Another source that covers this issue is Mandell Creighton's 'A History of the Papacy from the Great Schism to the sack of Rome' >> which is now in the public domain >> link

Kind Regards

Alberti's Window said...

Thanks for the references and information about the Titian painting, H. Very interesting! I wish I had access to Campbell's book, too!

It does make sense that Alexander VI (I accidentally wrote Alexander IV in my earlier comment - oops!) would be included in a painting to commemorate a victory in 1502, even if this painting was commissioned posthumously.

Sergio Momesso said...

Just a little clarification on the painting by Titian. One of the most accredited date for the painting of Antwerp is about 1506. The painting should be considered a posthumous homage to Alexander VI for many reasons that you can not mention here (see the catalog: Le siecle de Titien, Louvre, 1993, No. 40, pp. 316-23).
Even many years after in his will (1547) Jacopo Pesaro remember with affection Alexander VI.
It may be recalled that Jacopo Pesaro in 1519 commissioned to Titian the famous altarpiece of the Church of the Frari in Venice: here Jacopo Pesaro is still portrayed by Titian in the foreground, though with a few more years. Here also, indirectly, the image refers to the conquest of the island of Santa Maura and Pope Alexander VI.

The attribution of the invention to Giovanni Bellini is an old argument that seems to have been dropped, thanks also to the analysis of radiographs.

Best regards,

Unknown said...

@M - Thanks for mentioning it in the first place. Your inquisitiveness always reveals new information!

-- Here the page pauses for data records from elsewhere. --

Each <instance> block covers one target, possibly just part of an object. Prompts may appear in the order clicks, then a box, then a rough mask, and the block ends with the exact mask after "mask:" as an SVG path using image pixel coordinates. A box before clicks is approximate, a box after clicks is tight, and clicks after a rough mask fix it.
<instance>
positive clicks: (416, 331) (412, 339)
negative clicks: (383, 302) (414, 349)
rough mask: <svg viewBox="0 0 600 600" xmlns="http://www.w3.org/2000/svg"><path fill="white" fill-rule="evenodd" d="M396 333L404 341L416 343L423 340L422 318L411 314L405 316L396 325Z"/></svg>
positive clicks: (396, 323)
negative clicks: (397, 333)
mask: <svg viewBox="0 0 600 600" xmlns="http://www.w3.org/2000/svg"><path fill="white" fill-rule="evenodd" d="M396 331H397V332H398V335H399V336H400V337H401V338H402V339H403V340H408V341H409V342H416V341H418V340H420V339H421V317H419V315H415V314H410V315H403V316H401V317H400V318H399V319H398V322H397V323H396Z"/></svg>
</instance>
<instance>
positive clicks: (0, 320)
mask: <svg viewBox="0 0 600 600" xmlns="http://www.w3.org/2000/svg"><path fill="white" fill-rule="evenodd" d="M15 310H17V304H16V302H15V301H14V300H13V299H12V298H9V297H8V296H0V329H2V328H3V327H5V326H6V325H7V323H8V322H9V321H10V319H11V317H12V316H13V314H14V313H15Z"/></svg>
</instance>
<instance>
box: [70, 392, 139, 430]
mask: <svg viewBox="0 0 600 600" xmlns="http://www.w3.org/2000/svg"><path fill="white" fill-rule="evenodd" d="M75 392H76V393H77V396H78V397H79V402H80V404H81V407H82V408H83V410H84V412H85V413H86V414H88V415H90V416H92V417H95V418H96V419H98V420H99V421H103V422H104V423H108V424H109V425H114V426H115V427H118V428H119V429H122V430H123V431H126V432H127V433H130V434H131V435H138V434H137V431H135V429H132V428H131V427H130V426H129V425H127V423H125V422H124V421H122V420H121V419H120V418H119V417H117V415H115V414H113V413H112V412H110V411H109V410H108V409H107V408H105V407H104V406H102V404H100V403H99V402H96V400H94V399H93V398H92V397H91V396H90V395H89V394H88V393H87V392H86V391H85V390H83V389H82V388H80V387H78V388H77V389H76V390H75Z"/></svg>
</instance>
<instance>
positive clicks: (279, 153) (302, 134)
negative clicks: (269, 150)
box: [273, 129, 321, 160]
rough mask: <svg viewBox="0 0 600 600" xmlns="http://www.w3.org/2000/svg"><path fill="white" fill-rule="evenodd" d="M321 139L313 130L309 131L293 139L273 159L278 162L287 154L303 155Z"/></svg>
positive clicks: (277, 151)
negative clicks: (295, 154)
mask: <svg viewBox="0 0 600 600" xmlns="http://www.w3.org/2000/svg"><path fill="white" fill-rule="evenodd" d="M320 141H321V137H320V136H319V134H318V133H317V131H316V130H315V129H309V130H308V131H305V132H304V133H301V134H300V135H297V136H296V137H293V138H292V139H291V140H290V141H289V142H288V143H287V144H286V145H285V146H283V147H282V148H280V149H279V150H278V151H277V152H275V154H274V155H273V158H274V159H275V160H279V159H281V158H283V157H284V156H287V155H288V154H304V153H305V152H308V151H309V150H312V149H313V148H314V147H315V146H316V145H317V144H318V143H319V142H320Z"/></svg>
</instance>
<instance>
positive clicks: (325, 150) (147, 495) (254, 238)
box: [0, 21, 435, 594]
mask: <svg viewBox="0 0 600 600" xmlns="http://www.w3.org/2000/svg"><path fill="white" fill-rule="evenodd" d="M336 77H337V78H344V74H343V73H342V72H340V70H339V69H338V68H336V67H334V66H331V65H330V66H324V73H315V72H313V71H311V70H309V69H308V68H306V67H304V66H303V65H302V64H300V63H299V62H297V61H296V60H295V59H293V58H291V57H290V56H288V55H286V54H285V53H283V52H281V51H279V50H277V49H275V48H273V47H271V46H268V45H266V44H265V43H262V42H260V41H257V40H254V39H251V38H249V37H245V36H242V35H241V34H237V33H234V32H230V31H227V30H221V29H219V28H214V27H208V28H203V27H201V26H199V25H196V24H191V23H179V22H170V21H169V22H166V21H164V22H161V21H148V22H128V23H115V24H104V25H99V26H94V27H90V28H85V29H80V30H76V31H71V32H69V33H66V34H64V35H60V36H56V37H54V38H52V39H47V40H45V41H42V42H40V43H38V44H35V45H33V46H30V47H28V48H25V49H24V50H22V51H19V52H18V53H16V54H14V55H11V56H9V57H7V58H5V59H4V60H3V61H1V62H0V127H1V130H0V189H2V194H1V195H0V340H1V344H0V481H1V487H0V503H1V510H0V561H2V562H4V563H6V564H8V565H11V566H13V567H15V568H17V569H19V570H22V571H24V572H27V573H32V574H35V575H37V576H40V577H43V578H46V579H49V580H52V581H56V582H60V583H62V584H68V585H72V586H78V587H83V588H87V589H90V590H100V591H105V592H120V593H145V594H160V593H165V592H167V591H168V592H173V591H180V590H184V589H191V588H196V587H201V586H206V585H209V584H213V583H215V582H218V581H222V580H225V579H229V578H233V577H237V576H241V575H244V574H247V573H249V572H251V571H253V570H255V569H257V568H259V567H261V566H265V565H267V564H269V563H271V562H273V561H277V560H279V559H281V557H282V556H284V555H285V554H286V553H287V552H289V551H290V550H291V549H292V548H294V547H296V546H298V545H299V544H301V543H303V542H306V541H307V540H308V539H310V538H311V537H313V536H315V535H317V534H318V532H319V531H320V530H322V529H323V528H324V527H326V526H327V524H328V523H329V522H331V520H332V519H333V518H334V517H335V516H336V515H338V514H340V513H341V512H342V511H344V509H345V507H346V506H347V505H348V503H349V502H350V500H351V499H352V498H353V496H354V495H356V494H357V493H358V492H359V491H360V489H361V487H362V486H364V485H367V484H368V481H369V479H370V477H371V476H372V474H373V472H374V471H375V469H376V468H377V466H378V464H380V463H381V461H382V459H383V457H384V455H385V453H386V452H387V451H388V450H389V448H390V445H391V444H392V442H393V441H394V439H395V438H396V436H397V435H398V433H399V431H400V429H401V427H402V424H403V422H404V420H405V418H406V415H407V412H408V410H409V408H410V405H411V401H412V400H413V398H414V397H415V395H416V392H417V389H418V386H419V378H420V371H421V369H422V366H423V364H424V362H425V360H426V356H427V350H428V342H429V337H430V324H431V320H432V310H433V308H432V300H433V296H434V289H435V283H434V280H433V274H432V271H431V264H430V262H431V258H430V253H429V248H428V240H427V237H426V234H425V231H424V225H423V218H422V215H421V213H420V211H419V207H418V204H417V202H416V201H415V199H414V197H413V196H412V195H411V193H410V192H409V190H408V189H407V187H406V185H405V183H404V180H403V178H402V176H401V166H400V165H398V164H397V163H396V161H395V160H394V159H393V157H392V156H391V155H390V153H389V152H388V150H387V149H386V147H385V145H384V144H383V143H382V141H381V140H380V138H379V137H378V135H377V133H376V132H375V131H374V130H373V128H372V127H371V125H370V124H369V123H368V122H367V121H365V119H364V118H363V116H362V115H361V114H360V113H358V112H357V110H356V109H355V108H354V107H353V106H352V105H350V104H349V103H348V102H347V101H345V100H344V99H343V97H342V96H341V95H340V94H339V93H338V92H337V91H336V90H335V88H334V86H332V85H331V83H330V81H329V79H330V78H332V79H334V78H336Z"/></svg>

@Sergio - Many thanks for this extra information - it is interesting to know that the Borgia Pope was not as universally despised as Julius II would have wanted him to be. An interesting example of how Julius (and associates like Egidio da Viterbo) were also masters of propaganda.

Julius' legacy hence extends beyond the great artworks he commissioned, it could be argued he had a significant role in the prevailing negativity towards the Borgia after Alexander's death. This is something I hope to be exploring further in a future post.